Desde nuestra Filosofía de la Semiosis es posible comprender este fenómeno como un modo de producción de signos y de emociones. El capitalismo no produce sólo mercancías materiales, produce también estados de ánimo. El noticiero es la cadena de montaje donde se fabrican signos cargados de afectos negativos que circulan como mercancías ideológicas. Y la soledad del espectador es la fábrica de ensamblaje donde esos signos se convierten en realidades vividas. Dicho de otro modo, la soledad mediática es el taller donde el capital convierte los signos burgueses en subjetividades obedientes. Allí radica el núcleo de la manipulación, no basta con identificar la mentira, es necesario entender el proceso de ensamblaje afectivo que la soledad permite.

Así la estabilidad emocional de los pueblos depende, entonces, de romper ese círculo vicioso. No se trata de buscar terapias individuales para resistir la ansiedad mediática, sino de construir prácticas colectivas de crítica y de producción comunicacional. La respuesta no es apagar el televisor y refugiarse en el silencio, porque eso deja intacta la maquinaria burguesa; la respuesta es organizar espacios de discusión donde cada noticiero se convierta en objeto de análisis, donde cada manipulación sea desenmascarada, donde cada mentira sea reemplazada por la verdad histórica de los pueblos. Ese proceso no sólo protege la salud emocional, sino que fortalece la conciencia política. La crítica semiótica es, en este sentido, una forma de higiene mental colectiva.

Nuestros pueblos deben comprender que los noticieros burgueses son dispositivos de enfermedad social. La depresión, la ansiedad y la apatía no son meros problemas individuales, son síntomas de un orden mediático que administra las emociones colectivas. La burguesía ha convertido la angustia en mercancía. Cada titular de catástrofe, cada noticia de violencia, cada alarma económica es un producto diseñado para mantener alta la demanda de soluciones autoritarias, de consumo compensatorio, de resignación. El espectador aislado se convierte en paciente emocional del capitalismo, dependiente de la dosis diaria de noticias que lo confirman en su impotencia. Sólo la comunidad crítica puede romper esa adicción.

No consumir noticieros burgueses en soledad no es un consejo retórico, es una estrategia de supervivencia emocional y política. Quien se expone en soledad queda atrapado en la dictadura semiótica del capital. Quien se organiza colectivamente transforma el noticiero en objeto de crítica y en escuela de conciencia. La diferencia es decisiva, de un lado, la enfermedad emocional que produce la soledad; del otro, la salud colectiva que nace de la crítica organizada.
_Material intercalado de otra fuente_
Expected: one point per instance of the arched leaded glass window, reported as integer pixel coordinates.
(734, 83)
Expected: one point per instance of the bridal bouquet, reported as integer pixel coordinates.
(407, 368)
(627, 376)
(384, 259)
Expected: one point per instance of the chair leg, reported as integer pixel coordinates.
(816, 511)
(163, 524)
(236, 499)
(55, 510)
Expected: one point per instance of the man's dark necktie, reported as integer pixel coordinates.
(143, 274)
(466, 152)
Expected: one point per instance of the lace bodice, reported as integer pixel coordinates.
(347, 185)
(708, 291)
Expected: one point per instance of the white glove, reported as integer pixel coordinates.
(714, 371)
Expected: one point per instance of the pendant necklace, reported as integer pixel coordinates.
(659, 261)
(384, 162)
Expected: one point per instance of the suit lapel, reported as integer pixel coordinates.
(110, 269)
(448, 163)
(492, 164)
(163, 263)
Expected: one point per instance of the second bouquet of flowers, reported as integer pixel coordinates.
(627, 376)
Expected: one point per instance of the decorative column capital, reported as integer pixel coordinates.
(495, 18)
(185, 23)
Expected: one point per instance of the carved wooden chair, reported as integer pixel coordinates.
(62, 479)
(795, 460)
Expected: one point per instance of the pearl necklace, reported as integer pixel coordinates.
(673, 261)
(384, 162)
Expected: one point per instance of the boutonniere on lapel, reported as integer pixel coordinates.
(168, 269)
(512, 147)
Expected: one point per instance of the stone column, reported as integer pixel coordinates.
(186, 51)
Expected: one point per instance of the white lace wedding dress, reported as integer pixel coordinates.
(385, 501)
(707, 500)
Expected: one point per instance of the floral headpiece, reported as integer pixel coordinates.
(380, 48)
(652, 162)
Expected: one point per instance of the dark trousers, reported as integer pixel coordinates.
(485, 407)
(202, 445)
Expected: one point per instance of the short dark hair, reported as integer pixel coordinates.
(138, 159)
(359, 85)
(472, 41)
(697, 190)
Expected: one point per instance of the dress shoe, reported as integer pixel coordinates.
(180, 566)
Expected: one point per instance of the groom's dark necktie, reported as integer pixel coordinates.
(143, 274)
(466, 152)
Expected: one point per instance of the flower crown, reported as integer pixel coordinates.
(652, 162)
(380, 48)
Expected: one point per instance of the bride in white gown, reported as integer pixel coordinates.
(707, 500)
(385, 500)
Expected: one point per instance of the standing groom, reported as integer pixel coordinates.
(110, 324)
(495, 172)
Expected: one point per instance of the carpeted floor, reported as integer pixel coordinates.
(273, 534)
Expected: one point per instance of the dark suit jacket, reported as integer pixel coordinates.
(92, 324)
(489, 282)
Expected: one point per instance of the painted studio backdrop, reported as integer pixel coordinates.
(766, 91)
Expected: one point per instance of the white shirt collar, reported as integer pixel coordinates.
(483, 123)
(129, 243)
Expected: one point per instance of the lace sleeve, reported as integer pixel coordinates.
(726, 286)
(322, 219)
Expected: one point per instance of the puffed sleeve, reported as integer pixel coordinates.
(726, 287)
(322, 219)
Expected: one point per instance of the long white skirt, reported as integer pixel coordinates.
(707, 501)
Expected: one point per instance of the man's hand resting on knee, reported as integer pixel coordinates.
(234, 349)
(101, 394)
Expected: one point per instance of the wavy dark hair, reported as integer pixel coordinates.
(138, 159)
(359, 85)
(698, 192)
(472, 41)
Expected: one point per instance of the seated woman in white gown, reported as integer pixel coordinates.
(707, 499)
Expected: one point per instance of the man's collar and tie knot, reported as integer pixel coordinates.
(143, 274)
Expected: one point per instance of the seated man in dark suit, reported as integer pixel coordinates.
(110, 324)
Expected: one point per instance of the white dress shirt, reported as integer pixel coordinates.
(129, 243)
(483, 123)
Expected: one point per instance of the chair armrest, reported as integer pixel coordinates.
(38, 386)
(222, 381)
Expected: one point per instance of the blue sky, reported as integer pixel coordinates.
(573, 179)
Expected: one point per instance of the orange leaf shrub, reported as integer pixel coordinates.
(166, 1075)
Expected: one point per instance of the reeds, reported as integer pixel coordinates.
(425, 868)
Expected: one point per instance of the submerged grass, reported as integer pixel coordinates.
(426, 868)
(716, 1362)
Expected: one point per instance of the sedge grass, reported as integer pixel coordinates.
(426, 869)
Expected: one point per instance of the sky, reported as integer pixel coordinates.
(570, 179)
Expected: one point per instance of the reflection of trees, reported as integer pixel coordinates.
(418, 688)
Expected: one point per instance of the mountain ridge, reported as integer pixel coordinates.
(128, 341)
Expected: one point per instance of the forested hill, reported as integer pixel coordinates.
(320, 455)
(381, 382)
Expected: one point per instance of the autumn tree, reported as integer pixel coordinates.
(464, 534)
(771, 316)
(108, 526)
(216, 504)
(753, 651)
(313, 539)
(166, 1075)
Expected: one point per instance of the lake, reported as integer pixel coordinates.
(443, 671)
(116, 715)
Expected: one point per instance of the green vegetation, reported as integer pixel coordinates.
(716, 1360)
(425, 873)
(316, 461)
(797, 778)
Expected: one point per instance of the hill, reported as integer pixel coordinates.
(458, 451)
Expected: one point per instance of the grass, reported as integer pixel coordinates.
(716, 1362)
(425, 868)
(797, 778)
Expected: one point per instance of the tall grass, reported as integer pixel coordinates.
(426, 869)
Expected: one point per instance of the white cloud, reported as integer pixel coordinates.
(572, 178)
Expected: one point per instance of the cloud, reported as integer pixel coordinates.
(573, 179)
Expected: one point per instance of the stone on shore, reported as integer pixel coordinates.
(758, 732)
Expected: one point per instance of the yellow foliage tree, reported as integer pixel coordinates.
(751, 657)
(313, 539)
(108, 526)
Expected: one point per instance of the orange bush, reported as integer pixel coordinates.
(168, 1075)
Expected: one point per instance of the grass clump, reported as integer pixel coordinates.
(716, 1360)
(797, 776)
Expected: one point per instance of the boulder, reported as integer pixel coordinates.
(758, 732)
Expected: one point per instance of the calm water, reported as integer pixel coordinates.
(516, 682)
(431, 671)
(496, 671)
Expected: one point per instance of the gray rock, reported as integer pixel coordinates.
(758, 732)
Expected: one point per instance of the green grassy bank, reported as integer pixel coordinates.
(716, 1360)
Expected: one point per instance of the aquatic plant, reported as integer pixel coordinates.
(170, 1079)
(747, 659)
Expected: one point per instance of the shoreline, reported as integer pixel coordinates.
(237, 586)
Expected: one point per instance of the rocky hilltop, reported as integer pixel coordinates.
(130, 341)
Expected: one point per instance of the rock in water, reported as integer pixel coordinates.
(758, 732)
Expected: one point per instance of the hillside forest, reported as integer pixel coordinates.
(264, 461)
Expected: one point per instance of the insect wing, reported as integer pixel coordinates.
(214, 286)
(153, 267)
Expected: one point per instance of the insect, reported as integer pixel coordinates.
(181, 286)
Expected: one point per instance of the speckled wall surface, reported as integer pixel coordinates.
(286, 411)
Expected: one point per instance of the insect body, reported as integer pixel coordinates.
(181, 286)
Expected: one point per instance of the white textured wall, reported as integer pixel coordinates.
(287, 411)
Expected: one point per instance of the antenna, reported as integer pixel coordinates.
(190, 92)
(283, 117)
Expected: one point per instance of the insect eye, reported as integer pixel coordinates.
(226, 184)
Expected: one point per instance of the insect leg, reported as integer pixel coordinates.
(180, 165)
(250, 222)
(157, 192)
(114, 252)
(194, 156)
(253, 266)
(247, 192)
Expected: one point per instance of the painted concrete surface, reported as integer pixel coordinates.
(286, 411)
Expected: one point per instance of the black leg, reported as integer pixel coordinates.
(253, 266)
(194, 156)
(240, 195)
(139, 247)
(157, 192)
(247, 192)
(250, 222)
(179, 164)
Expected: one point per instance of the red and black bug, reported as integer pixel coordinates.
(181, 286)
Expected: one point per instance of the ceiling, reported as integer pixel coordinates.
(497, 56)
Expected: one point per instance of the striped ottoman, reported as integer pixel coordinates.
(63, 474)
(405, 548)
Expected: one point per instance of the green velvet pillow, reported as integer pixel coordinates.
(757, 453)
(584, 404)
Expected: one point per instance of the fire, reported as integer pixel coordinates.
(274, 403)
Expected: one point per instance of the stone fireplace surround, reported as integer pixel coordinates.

La burguesía sabe que su poder se debilita cuando los pueblos se informan juntos y analizan juntos. Por eso insiste en la soledad. Por eso nosotros debemos insistir en la colectivización. La estabilidad emocional de los pueblos depende de ello, de romper el aislamiento, de convertir la angustia en conocimiento, de transformar la pasividad en acción. No consumir noticieros burgueses en soledad es, en última instancia, un acto de defensa semiótica y de afirmación humanista.